What did Duma deputy Aslakhanov see once he managed to get into the villages on the following day? “There was,” he said, “a collective moan! People were complaining that they had been beaten [by the soldiers]. Those who succeeded in gaining release from the filtration points returned maimed, almost all of them bore marks of torture. They brought to us several persons with blue splotches on their pale faces. They could not breathe because their ribs had been broken. They were barely able to walk. We offered to take them to a hospital. Here the soldiers offered to help saying they would take them in an ambulance. But as soon as they left, the parents of the villagers ran up and told us that the soldiers had not taken the lads to a medical point but to a filtration point, in order that they could not give testimony that they had been tortured. If we had not intervened in time, their trace would have been lost forever. That has happened with many.”

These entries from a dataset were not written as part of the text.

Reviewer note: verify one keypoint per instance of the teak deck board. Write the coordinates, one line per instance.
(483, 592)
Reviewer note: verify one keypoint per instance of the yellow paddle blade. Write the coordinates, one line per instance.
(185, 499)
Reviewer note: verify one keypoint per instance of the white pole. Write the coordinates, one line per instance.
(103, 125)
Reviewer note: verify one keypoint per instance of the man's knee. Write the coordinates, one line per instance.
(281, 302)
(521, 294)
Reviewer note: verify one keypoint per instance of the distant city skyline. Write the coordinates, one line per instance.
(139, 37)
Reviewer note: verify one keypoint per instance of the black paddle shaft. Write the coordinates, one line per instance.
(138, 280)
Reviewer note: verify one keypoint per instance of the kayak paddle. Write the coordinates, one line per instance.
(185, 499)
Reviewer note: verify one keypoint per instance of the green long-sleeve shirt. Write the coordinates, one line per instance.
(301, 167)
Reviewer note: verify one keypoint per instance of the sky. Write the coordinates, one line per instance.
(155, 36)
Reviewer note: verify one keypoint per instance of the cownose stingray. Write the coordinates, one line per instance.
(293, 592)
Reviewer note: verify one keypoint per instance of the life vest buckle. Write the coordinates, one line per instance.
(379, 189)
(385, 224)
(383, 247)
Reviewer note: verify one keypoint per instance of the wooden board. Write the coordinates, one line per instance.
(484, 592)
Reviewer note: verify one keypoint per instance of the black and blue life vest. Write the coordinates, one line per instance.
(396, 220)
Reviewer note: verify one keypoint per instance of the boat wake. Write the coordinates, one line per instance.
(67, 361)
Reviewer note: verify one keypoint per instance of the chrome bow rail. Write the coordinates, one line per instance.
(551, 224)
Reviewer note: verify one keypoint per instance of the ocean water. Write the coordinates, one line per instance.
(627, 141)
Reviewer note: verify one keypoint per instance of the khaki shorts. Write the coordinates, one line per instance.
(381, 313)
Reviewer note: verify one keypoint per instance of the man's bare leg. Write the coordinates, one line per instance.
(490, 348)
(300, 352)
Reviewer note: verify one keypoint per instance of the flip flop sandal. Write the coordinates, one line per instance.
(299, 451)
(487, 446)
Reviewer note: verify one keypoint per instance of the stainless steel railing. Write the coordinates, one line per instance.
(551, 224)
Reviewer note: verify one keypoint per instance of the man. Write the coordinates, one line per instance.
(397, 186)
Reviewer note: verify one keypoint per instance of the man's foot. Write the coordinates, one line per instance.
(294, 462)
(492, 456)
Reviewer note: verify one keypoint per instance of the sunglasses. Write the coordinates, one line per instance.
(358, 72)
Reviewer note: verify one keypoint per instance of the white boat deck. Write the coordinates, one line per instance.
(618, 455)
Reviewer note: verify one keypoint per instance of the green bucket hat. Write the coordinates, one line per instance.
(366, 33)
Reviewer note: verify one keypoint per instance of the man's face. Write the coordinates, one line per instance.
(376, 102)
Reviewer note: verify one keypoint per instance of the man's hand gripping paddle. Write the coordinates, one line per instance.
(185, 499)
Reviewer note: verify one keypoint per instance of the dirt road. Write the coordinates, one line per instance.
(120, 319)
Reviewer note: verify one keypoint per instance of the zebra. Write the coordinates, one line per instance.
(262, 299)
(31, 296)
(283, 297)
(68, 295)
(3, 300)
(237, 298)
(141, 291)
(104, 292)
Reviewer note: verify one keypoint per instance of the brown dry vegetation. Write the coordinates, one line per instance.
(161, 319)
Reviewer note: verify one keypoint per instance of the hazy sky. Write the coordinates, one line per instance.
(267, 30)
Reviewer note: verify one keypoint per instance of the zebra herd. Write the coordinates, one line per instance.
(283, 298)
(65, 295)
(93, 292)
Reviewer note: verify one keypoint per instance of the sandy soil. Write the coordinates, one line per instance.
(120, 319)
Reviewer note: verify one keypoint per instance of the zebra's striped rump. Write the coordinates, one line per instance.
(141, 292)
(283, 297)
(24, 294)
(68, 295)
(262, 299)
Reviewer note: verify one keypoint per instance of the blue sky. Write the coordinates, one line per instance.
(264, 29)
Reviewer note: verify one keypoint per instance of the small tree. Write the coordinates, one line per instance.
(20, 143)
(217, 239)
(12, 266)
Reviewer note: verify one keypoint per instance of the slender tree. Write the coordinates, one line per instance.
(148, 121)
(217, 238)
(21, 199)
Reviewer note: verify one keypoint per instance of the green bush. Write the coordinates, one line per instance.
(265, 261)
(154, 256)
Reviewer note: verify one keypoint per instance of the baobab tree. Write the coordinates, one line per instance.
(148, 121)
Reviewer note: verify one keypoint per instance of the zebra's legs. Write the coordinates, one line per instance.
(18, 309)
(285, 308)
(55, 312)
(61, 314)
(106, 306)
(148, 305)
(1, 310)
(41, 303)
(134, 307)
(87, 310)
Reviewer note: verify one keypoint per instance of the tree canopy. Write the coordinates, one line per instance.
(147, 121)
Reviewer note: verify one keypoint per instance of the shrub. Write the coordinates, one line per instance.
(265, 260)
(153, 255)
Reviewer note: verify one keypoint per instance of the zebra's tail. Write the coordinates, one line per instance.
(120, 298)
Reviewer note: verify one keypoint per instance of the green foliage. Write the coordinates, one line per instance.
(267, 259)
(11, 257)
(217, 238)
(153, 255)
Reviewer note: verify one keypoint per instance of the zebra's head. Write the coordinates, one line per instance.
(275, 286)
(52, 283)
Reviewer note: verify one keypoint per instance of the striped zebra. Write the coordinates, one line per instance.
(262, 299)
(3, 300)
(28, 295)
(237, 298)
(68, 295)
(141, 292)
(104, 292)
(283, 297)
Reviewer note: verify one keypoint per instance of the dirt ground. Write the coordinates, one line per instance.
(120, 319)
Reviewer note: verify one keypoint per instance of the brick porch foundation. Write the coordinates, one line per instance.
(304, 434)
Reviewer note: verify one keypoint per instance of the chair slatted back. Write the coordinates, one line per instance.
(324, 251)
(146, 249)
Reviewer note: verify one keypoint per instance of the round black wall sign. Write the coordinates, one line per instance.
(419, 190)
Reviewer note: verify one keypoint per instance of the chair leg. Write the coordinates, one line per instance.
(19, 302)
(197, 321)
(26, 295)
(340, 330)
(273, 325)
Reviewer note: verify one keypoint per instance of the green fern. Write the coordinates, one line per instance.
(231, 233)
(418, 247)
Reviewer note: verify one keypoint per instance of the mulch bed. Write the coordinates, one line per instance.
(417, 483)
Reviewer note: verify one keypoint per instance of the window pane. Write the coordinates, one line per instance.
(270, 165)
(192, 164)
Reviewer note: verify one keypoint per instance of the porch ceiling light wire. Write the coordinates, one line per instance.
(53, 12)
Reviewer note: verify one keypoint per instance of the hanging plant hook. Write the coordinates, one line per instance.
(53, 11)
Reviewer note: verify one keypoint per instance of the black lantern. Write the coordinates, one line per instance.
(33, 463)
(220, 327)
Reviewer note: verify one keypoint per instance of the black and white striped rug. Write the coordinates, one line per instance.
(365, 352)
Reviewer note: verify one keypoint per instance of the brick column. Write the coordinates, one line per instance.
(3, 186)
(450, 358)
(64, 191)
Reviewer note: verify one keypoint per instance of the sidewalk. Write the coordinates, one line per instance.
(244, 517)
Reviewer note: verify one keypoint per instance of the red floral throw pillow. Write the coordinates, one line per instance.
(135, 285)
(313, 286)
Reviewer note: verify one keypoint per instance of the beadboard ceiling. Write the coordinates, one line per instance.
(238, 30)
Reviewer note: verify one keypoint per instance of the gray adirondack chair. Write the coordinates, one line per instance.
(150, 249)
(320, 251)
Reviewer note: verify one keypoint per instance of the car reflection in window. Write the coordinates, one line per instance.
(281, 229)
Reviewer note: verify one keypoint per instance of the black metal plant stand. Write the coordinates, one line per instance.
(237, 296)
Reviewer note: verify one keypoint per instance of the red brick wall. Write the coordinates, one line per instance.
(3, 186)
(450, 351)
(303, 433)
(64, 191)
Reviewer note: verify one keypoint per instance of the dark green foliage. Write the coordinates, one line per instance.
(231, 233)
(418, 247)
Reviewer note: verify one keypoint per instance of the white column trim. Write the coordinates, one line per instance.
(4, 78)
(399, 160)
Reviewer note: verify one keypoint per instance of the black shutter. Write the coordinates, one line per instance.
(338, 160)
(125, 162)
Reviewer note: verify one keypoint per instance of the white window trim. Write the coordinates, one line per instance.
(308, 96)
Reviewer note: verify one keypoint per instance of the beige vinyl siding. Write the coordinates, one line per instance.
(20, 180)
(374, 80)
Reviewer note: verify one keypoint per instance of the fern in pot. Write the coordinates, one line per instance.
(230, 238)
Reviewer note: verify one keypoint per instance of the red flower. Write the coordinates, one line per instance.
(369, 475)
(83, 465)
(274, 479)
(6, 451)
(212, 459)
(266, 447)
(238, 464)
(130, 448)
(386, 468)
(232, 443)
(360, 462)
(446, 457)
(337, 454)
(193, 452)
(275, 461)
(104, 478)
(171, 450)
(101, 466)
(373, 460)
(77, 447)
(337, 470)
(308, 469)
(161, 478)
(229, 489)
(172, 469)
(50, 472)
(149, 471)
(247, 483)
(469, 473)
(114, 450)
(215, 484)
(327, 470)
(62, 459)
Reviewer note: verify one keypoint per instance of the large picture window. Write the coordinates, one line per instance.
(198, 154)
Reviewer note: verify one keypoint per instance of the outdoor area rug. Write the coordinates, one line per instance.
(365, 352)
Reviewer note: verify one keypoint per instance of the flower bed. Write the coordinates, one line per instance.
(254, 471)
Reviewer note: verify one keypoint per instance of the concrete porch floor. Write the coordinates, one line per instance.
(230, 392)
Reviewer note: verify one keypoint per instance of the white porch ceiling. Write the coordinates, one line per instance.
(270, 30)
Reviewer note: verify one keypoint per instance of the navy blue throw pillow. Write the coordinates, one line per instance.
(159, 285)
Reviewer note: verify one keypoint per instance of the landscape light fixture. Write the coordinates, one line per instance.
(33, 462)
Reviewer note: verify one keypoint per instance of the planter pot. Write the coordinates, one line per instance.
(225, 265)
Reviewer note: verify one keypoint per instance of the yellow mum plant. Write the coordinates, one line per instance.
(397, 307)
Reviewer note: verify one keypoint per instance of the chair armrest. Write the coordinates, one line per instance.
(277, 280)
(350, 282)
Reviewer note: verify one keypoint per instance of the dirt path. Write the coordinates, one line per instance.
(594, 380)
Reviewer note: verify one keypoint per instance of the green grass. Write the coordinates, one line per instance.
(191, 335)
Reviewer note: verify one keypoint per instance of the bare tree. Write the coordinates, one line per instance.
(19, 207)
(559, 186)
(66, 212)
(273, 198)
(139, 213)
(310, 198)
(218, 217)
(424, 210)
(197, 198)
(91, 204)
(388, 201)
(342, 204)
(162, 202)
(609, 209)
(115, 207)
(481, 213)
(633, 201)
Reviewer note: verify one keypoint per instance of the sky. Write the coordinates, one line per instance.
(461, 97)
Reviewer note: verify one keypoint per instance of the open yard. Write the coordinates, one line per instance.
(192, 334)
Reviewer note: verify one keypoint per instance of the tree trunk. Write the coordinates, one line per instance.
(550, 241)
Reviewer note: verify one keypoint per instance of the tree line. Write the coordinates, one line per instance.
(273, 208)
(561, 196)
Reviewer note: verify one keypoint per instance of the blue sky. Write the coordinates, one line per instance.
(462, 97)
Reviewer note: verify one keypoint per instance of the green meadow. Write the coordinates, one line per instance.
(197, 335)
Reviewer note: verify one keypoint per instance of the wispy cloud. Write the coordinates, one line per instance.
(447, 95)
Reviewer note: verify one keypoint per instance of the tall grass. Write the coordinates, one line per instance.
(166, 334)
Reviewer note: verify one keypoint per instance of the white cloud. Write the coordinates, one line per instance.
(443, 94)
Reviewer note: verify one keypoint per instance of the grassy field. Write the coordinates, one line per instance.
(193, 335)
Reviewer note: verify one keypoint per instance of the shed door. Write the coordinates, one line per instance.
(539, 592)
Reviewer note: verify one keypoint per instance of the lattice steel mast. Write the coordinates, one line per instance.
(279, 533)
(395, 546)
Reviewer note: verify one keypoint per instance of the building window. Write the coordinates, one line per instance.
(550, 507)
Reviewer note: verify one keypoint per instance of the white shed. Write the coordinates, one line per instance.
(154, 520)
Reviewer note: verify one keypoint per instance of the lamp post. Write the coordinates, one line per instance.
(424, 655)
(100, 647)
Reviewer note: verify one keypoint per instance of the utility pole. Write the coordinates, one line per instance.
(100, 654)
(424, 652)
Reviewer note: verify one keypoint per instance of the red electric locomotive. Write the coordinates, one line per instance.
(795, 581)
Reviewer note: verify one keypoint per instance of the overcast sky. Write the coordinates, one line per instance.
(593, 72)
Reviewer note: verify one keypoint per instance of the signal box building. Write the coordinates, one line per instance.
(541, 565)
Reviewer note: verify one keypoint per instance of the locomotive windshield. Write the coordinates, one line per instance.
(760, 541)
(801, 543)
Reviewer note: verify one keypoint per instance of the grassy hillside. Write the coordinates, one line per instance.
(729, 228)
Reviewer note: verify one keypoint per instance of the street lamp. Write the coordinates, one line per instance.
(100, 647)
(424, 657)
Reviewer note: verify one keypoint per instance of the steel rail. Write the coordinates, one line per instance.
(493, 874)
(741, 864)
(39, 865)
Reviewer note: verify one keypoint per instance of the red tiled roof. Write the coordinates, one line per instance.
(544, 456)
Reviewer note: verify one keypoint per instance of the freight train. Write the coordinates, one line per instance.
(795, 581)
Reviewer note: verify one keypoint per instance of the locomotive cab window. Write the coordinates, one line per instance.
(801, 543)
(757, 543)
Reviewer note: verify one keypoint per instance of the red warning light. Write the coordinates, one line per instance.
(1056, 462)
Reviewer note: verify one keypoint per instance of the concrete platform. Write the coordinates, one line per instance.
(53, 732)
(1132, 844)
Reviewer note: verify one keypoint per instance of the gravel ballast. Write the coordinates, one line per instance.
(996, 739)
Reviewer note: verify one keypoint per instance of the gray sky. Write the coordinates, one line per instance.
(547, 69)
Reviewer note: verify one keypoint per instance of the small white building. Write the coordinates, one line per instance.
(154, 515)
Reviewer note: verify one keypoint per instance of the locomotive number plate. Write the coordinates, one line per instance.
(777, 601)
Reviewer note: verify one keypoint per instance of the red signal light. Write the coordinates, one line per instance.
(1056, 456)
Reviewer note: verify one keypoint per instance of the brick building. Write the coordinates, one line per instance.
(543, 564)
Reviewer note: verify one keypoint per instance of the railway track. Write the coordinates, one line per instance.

How is one to explain the extreme cruelty exhibited by the federal forces toward the Chechen civilians? “Not one of the leaders of the MVD, the FSB, or the Ministry of Justice,” Aslakhanov stipulated, “has been held responsible for the conducting of cleansing operations in Starye and Novye Atagi, Kurchaloi, Tsatsan-Yurt, Assinskaya, Argun and Chiri-Yurt, where young people disappeared and they later found their mutilated bodies…. They are lying! They are lying to the president, lying to the State Duma, to the Council of Federation, to the government, and to their ministers. They are lying to the citizens of the Russian Federation, claiming that stabilization is occurring. The result of so-called cleansing operations is that [Chechen] pupils in schools are now leaving for the forests in order to take revenge for their relatives who suffered during the special operations.”